Rhodes claimed that providing military aid to the Supreme Military Council and the Syrian Opposition Coalition will allow the West to help “isolate” the Al Nusrah Front and other jihadist groups that are prevalent on the Syrian battlefield, despite the fact that both the Council and the Coalition have backed jihadist groups in Syria.
“It’s been important to work through them while aiming to isolate some of the more extremist elements of the opposition, such as Al Nusrah,” he said.
Additionally, unnamed diplomats have indicated that the US may establish a no-fly zone along the border with Jordan, Reuters reported.
Top Syrian rebel leaders have supported the Al Nusrah Front
In the past, senior leaders in both the Supreme Military Council and the Syrian Opposition Coalition have professed support for the Al Nusrah Front for the People of the Levant, al Qaeda’s affiliate in Syria. Elements of the Free Syrian Army, which falls under the command of the Supreme Military Council, fight alongside and often under the command of the Al Nusrah Front, which was estimated by the US government at the beginning of this year to have over 10,000 fighters. More than 3,000 fighters from the Free Syrian Army are estimated to have defected to the Al Nusrah Front as of mid-May.
Colonel Riyad al Assad, the founder of the Free Syrian Army and one of its top commanders, has welcomed the Al Nusrah Front on the battlefield and has described the group as “our brothers in Islam.” Riyad made the statements in an undated video that was uploaded on YouTube in March.

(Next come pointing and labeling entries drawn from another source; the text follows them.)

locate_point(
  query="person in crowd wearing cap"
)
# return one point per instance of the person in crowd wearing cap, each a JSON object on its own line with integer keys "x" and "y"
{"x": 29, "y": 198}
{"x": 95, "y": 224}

“We have offered martyrs and other things and, accordingly, nobody should blame us for this matter,” he said. “The Al Nusrah Front has proved that it is proficient in fighting and has treated the people very nicely.”
Riyad then said that the Al Nusrah Front “thus far have not done anything wrong to anybody,” disregarding the facts that the group has executed suicide attacks that have killed civilians and enforces a harsh form of sharia, or Islamic law, in areas under its control.
“They might have some ideological thoughts over which we differ, but the majority of the people are looking with admiration toward the Al Nusrah Front,” he continued.
Ahmed Moaz al Khatib, the former president of the Syrian Opposition Coalition who resigned in April, also expressed support for the Al Nusrah Front. Just one day after the US added the Al Nusrah Front to its list of Foreign Terrorist Organizations, al Khatib urged the US to drop the designation, citing “ideological and political differences.”
“The decision to blacklist one of the groups fighting the regime as a terrorist organization must be re-examined,” al Khatib said.
“We can have ideological and political differences with certain parties, but the revolutionaries all share the same goal: to overthrow the criminal regime” of President Bashar al-Assad, al Khatib continued.
Syrian rebels are seeking heavy weapons, including shoulder-fired surface to air missles and antitank missiles, to fight the Syrian military.
Idris, the head of the Syrian Military Council, recently asked the US to supply “200 Russian-made Konkurs antitank missiles and 100 shoulder-fired antiaircraft weapons … 300,000 rounds of Kalashnikov ammunition, 100,000 rounds of rifle ammunition, 50,000 rounds of machine gun ammunition and high resolution satellite imagery,” to aid in the defense of the city of Aleppo, The Wall Street Journal reported on June 11.
The Al Nusrah Front, with the support of other Syrian rebel groups, has imposed sharia, or Islamic law, in Aleppo. On June 9, Islamists in Aleppo publicly executed a 15-year-old boy for supposedly insulting the Prophet Mohammed.